Going back to world of science this week and the next, I’ve been revisiting what are the two biggest mysteries in life to me (drawing a bit on the previous modicum on Drake’s Equation).

  1. Why did human-level intelligence take so long to evolve?
  2. Why do we not see evidence of runaway intelligence in the visible universe?

The reason why I like these two questions are they are pretty fundamental questions on life in existence. But at the same time, they are logical questions that should have some fairly defensible scientific solutions to resolve them – but are heretofore unanswered. We should and hopefully one day will know the answers – unlike so many other bold why questions just a step further from these two that will ultimately be unanswerable.

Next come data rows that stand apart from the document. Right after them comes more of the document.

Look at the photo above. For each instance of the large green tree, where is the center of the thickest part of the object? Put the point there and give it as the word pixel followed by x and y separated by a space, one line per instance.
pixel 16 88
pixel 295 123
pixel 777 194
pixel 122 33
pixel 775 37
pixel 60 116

As such, they are the biggest low hanging fruit out there for science to pursue – if I had nine lives, this would be two of those lives.

So this week #1 – Runaway Intelligence Spark:

This has long been an obsession of mine, dating back to when I was an avid Stephen Jay Gould fan throughout high school. Heck, I’ve even posted questions online trying to get to the bottom of this (that link is baseline reading for my thoughts here). Frankly it is utterly baffling why intelligence has not evolved beforehand – and even more baffling, why we don’t have an adequate answer to that question.

The freakishness (randomness) of intelligence in evolution is palpable in looking at just how quickly it took over in our species. a mere few hundred thousand years – a blip in evolutionary terms – resulted in a runaway scenario in which we now dominate every aspect of our planet.

So I’ve read everything I could on what happened, and lots of theories of how that “what” happened. But none adequately explain why it happened in the first place, and even more importantly why it didn’t happen earlier – life has had thousands of human species lifetimes to create higher intelligence.

Even just tracking down a catchphrase in science that singularly captures this question “why” and not “how” question is elusive. The Behavioral Modernity Question? Cognitive Revolution? The Machiavellian Intelligence Hypothesis.

So, the answers in the textbooks and forums all ring hollow and incomplete to me. A parade of genetic changes are listed as being the crucial element to allow for homo sapiens to spark the runaway intelligence(*): Bipedalism, opposing thumbs, social hierarchies, the human baby defenselessness, development of language and human vocal chords, the Interbreeding Theory, the Replacement Theory, etc. – and trust me, I could go on and on with traits and environmental influences that are presented as the crucial item to spark evolutionary intelligence.

And really, is it so implausible to think that intelligence shouldn’t be among the first traits to be selected for all the way back to multi-cellular evolution? Seriously, think for a moment on that thought – it actually seems quite logical.

Many theories fail to understand time spans on a geological level as opposed to homo sapien level. I also struggle with the idea that there just was not enough accumulated DNA baggage to allow for sufficient diversity in the genome to support the growth of intelligence.

But you can take any one of these traits and find places in the evolutionary tree where such a trait could be inserted into previous species. Surely evolution – with all its variety – has explored all of these items before. For instance, hunting bipedalism is rife in the reptile world – surely persistence hunting is not something new.

So if you dig too deeply, then many biologists apologetically fall back to a “well it was the simultaneous development of all of these all together”. It is the simultaneous hit of all these mutations that made the runaway intelligence moment. And we now know that the “junk DNA” theory is proving false, as we discover the increasing role of RNA in cell activities.

So that idea begins to ring true. You need accumulated DNA/RNA baggage to allow for sufficient diversity in the genome to support the growth of intelligence. We have in our genome DNA to support breathing under water. Or a tail. Or so many other adaptations that are not needed for our specialization. And thus, the theory is, we needed enough of these to reach critical mass to make all of those items identified above (*) be expressable with a mere mutation. And then, we just wait for the roulette wheel to hit 00 ten times in a row.

OK – that might have validity. But spend a day on YouTube. Just alone in my LinkedIn feed (yeah, business feed!), I’ve seen wild Beluga Whales playing catch (although the full story here), Dolphins clearly having fun with an airpipes and blowing bubbles, Cats feeding their housemate dogs parts of their meals. I

ntelligence is just a step away in so many species that have been around millions of years – and that is just limited ourselves to the mammals of the Paleogene/Neogene. What of the 100 million years+ of bipedal reptile carnivores? And for that matter, why didn’t intelligence runaway in dolphins just a few millions years ago?

So that’s my modicum of thought – my renewed obsession this past week on DNA baggage. In the end, I do not have any step further – but this has been the thought active in my mind.